1

Thank you all in advance for all your patience and kindness. I am new to docker and have trouble utilizing it to achieve my task. Please kindly let me know if I posted anything incorrectly instead of down voting.

I am working on a crawler project and trying to use docker + selenium + multiple proxies. Here is my ideal work flow: There is one machine containing multiple containers, one spider(selenium) script runs in one container, and each script will finish "fetch and render website -> extract information -> update local database" process.

I know how to change proxy in selenium in local. Here is part of my script:

def get_driver():
    driver = getattr(threadLocal, 'driver', None)
    if driver is None:
        chromeOptions = webdriver.ChromeOptions()
        chromeOptions.add_argument("--headless")
        chromeOptions.add_argument('--proxy-server=http://pubproxy.com/api/proxy?format=txt')
        prefs = {
            "profile.managed_default_content_settings.images": 2,
            'disk-cache-size': 4096,
            'permissions.default.stylesheet': 2
        }
        chromeOptions.add_experimental_option('prefs', prefs)
        driver = webdriver.Chrome(chrome_options=chromeOptions)
        setattr(threadLocal, "driver", driver)
    return driver

I am able to finish "fetch and render website -> extract information -> update local database" process with proxy in local but I am not sure whether I can deploy it on multiple docker containers.

I checked this post: How to configure special proxy settings for a remote selenium webdrive with python?. But I am still confused that whether I should change the proxy in docker setting because I saw such an example:

from selenium import webdriver 
chrome = webdriver.Remote( command_executor='http://localhost:4444/wd/hub', desired_capabilities=DesiredCapabilities.CHROME )

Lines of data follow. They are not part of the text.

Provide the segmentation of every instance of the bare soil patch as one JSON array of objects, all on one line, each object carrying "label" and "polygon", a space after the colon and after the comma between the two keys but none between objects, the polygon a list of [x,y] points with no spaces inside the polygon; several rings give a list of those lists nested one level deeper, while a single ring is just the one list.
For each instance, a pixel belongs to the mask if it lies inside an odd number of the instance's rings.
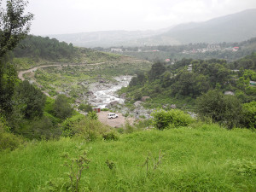
[{"label": "bare soil patch", "polygon": [[108,119],[108,114],[110,112],[108,111],[101,111],[100,113],[97,113],[99,120],[106,125],[108,125],[112,127],[121,127],[125,125],[125,122],[128,121],[130,124],[133,124],[135,121],[135,119],[131,117],[124,117],[122,113],[115,113],[119,115],[116,119]]}]

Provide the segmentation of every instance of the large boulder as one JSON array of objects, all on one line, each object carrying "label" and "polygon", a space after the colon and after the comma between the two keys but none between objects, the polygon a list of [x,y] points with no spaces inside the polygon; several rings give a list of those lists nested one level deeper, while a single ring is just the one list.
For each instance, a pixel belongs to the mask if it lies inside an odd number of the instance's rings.
[{"label": "large boulder", "polygon": [[133,103],[133,105],[137,108],[141,105],[141,103],[142,103],[142,101],[137,101],[136,102]]},{"label": "large boulder", "polygon": [[143,96],[142,102],[146,102],[147,99],[150,99],[150,96]]},{"label": "large boulder", "polygon": [[111,106],[116,106],[116,105],[119,104],[119,102],[113,101],[113,102],[111,102],[109,104],[110,104]]}]

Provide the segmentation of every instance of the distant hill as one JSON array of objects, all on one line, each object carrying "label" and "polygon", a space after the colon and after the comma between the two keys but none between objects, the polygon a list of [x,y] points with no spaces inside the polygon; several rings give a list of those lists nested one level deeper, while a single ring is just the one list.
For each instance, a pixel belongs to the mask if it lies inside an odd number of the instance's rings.
[{"label": "distant hill", "polygon": [[256,37],[256,9],[156,31],[107,31],[49,35],[82,47],[174,45],[241,42]]},{"label": "distant hill", "polygon": [[111,47],[136,45],[137,39],[161,34],[166,30],[159,31],[102,31],[73,34],[49,35],[60,41],[72,43],[80,47]]},{"label": "distant hill", "polygon": [[256,9],[215,18],[201,23],[183,24],[145,42],[170,44],[241,42],[256,37]]}]

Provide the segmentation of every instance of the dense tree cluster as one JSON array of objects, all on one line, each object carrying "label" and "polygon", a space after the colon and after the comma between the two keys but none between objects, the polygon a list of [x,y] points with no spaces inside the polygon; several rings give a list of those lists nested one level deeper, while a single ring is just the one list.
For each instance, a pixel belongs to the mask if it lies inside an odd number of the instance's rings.
[{"label": "dense tree cluster", "polygon": [[70,59],[76,49],[72,44],[59,42],[55,38],[29,35],[15,49],[16,57],[34,57],[47,60]]},{"label": "dense tree cluster", "polygon": [[[225,60],[183,59],[174,65],[156,62],[148,73],[134,77],[125,90],[130,100],[137,101],[148,96],[152,99],[149,102],[160,96],[161,99],[195,101],[199,97],[196,108],[201,117],[210,118],[228,128],[254,127],[255,123],[251,120],[253,118],[245,118],[253,116],[253,105],[256,100],[256,86],[251,85],[256,81],[256,73],[252,70],[254,61],[251,61],[252,65],[243,65],[247,59],[236,61],[236,65],[247,68],[238,72],[230,70],[230,64]],[[236,96],[225,96],[225,91]],[[250,102],[252,104],[243,107],[242,103]]]}]

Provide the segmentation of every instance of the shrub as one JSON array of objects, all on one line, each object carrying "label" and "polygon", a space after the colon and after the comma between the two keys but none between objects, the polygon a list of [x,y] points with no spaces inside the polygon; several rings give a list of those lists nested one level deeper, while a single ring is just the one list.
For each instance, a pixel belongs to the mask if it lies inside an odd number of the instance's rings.
[{"label": "shrub", "polygon": [[256,129],[256,102],[243,104],[241,123],[247,128]]},{"label": "shrub", "polygon": [[154,117],[153,125],[158,130],[187,126],[193,121],[189,114],[179,109],[172,109],[170,111],[158,110],[152,113],[151,115]]},{"label": "shrub", "polygon": [[117,135],[117,132],[114,131],[109,131],[109,132],[103,133],[102,137],[103,137],[106,141],[110,141],[110,140],[116,141],[116,140],[119,139],[119,137],[118,137],[118,135]]},{"label": "shrub", "polygon": [[68,98],[64,95],[59,95],[53,106],[55,115],[57,118],[65,119],[68,117],[71,117],[73,112]]},{"label": "shrub", "polygon": [[20,137],[9,132],[7,127],[0,121],[0,151],[18,148],[24,141]]},{"label": "shrub", "polygon": [[92,107],[90,105],[82,103],[79,105],[79,109],[84,112],[90,112],[92,111]]},{"label": "shrub", "polygon": [[90,119],[92,119],[92,120],[98,119],[97,113],[95,111],[89,112],[88,117],[90,118]]},{"label": "shrub", "polygon": [[211,118],[212,122],[228,128],[238,125],[241,116],[241,102],[235,96],[224,96],[218,90],[209,90],[197,100],[200,117]]}]

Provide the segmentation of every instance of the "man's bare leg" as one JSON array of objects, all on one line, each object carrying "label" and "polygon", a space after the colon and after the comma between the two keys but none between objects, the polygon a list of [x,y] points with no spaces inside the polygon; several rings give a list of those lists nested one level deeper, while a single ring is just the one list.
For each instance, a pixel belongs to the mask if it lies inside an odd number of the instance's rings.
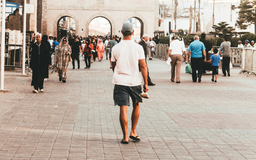
[{"label": "man's bare leg", "polygon": [[111,58],[109,58],[109,61],[110,62],[110,67],[112,67],[112,63],[111,63]]},{"label": "man's bare leg", "polygon": [[124,134],[124,141],[128,142],[129,141],[128,135],[127,134],[127,128],[128,126],[127,116],[127,106],[120,106],[120,114],[119,116],[119,119],[121,124],[121,128]]},{"label": "man's bare leg", "polygon": [[[140,116],[140,102],[137,104],[132,103],[133,109],[132,110],[132,130],[130,136],[136,137],[138,135],[136,133],[136,126]],[[137,138],[140,138],[139,137]]]}]

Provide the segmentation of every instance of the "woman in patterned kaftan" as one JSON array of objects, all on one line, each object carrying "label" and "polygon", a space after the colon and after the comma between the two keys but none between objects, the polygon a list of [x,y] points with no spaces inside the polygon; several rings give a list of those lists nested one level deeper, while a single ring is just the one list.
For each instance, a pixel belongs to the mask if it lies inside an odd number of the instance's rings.
[{"label": "woman in patterned kaftan", "polygon": [[68,45],[67,38],[64,37],[61,42],[56,47],[55,55],[56,56],[56,63],[58,69],[59,80],[62,80],[62,82],[66,82],[67,74],[68,68],[70,55],[71,54],[71,47]]}]

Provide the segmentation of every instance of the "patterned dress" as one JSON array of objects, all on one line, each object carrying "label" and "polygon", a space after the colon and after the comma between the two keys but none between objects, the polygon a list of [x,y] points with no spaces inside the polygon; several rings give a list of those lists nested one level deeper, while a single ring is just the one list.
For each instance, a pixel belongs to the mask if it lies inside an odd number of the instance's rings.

If I change the IP in docker setting, does it mean I need to stop and open it repeatedly?(That is not ideal for a spider?)

Am I able to pass configuration parameters to the docker chrome selenium webdriver or do I need to build the docker container with the proxy settings preconfigured before building it?

Any hint on achieving/optimizing this work flow would be appreciated. I am following the official docker tutorial and got lost. Sincerely hope someone can help me on the right direction.

Vanderwood
  • 163
  • 4
  • 13

1 Answers1

0

You can pass proxy to function e.g. get_driver(proxy)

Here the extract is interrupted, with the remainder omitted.